John G. NICHOLLS, Appellant (Defendant and Counter-Plaintiff below), v. Georghios D. PITOUKKAS and Katerina G. Pitoukkas, Appellees (Plaintiffs and Counter-Defendants below).

No. 2-185A5.

Court of Appeals of Indiana, Second District.

April 21, 1986.

Donald L. Daniel, Lafayette, for appellant (defendant and counter-plaintiff below).

John M. Sorenson, Lafayette, for appellees (plaintiffs and counter-defendants below).


John G. Nicholls appeals adverse judgments in an action between him and Georghios D. Pitoukkas and Katerina G. Pitoukkas.

We affirm.

On September 1, 1982, Mr. and Mrs. Pitoukkas, as purchaser, and Nicholls, as seller, entered into a real estate purchase agreement. The agreement provided, in part, as follows:

"TIME FOR OBTAINING FINANCING. Purchaser agrees to make application(s) for any financing necessary to complete this transaction or for approval to assume the unpaid balance of the existing mortgage within 6 days after acceptance of this Purchase Agreement and to make a diligent effort to obtain financing in cooperation with the Broker and Seller. No more than 21 days after the acceptance *575 of this Purchase Agreement shall be allowed for obtaining favorable commitment(s) or approval of mortgage assumption. If commitment(s) or approval is not obtained within the time specified above, this Agreement shall then terminate unless an extension of time for this purpose is granted in writing by Seller and accepted by Purchaser."

Record at 96.

Mr. and Mrs. Pitoukkas did not make any effort to obtain financing until September 23, 1982. Their effort then was unsuccessful[1] and they did not complete the purchase of the real estate. Nicholls eventually sold his residence to another party.

Mr. and Mrs. Pitoukkas sued to recover their $1000 down payment. Nicholls counter-claimed to recover the differential in sales price and other consequential damages. The trial court entered judgment for Mr. and Mrs. Pitoukkas and against Nicholls for the $1000 down payment and against Nicholls on his counter-claim.

Nicholls concedes that had Mr. and Mrs. Pitoukkas applied for a mortgage loan within the agreed upon six (6) day period, given truthful answers, and then not qualified for financing, he would have had no cause of action. Appellant's brief at 14. However, he argues the trial court's decision is erroneous because Mr. and Mrs. Pitoukkas, as the promisors, cannot rely upon the existence of the condition precedent financing clause to excuse their performance when they, as promisors, prevented performance of the condition by failing to make a good faith and diligent effort to obtain financing.[2]

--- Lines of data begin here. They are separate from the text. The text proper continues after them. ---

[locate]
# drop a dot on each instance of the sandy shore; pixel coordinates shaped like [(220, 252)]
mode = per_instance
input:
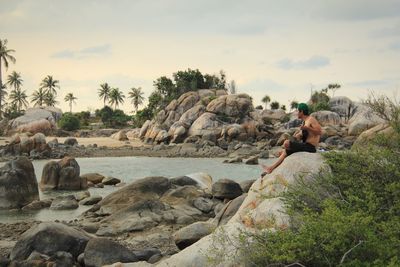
[(100, 141)]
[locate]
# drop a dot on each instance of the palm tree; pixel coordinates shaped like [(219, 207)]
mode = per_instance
[(266, 99), (18, 98), (14, 80), (50, 85), (137, 97), (104, 92), (116, 97), (50, 99), (5, 56), (38, 97), (71, 99)]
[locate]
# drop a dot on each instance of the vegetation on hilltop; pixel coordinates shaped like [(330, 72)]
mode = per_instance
[(350, 217)]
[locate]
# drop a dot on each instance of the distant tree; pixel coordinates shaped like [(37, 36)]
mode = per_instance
[(136, 95), (104, 92), (116, 97), (293, 104), (266, 99), (18, 98), (50, 99), (275, 105), (50, 85), (232, 87), (5, 56), (14, 80), (38, 97), (334, 87), (71, 99)]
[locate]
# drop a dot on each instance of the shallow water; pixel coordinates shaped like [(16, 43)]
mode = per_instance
[(129, 169)]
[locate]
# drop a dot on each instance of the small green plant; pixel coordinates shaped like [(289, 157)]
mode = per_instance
[(69, 122)]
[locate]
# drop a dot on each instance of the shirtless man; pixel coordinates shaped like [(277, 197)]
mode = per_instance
[(309, 134)]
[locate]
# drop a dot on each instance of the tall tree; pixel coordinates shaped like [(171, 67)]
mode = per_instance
[(104, 92), (116, 97), (5, 57), (71, 99), (334, 87), (14, 80), (293, 104), (18, 98), (50, 85), (266, 99), (39, 97), (50, 99), (136, 95), (232, 87)]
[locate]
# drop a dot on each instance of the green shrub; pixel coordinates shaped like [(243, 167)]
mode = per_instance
[(350, 217), (69, 122)]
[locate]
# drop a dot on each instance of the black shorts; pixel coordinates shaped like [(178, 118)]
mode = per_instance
[(300, 147)]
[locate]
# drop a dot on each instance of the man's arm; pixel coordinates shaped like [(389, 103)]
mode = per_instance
[(314, 128)]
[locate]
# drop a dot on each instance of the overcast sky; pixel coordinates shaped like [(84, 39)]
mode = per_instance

Mr. and Mrs. Pitoukkas respond the trial court properly concluded they did not breach the agreement or prevent its performance because the undisputed evidence is they could not have obtained a favorable commitment due to their low income level even had they made an application within the six (6) day contractual time period.

It is true, as Nicholls argues, that the contractual language required Mr. and Mrs. Pitoukkas (1) to make an application for financing within six (6) days and (2) to make a diligent effort to obtain financing. Further, the undisputed evidence is Mr. and Mrs. Pitoukkas did not apply for financing within the required six (6) days. However, the trial court could properly conclude neither the tardiness of their application nor the lack of a diligent effort to obtain financing constituted an actionable breach, i.e., they were breaches wholly without consequence. The evidence is undisputed that had Mr. and Mrs. Pitoukkas been both timely and diligent the situation would not have changed in the slightest and the same result would have followed. Mr. and Mrs. Pitoukkas could not have obtained financing had they made ten timely and diligent applications for financing.[3] By its terms the agreement was inevitably going to terminate twenty-one (21) days after the acceptance date. Accordingly, under the particular circumstances of this case, the breaches in timeliness and diligence, if they be so regarded, are wholly immaterial. Saltzman v. McCombs (1955), 71 Nev. 93, 281 P.2d 394.

Judgment affirmed.

BUCHANAN, C.J., and SULLIVAN, J., concur.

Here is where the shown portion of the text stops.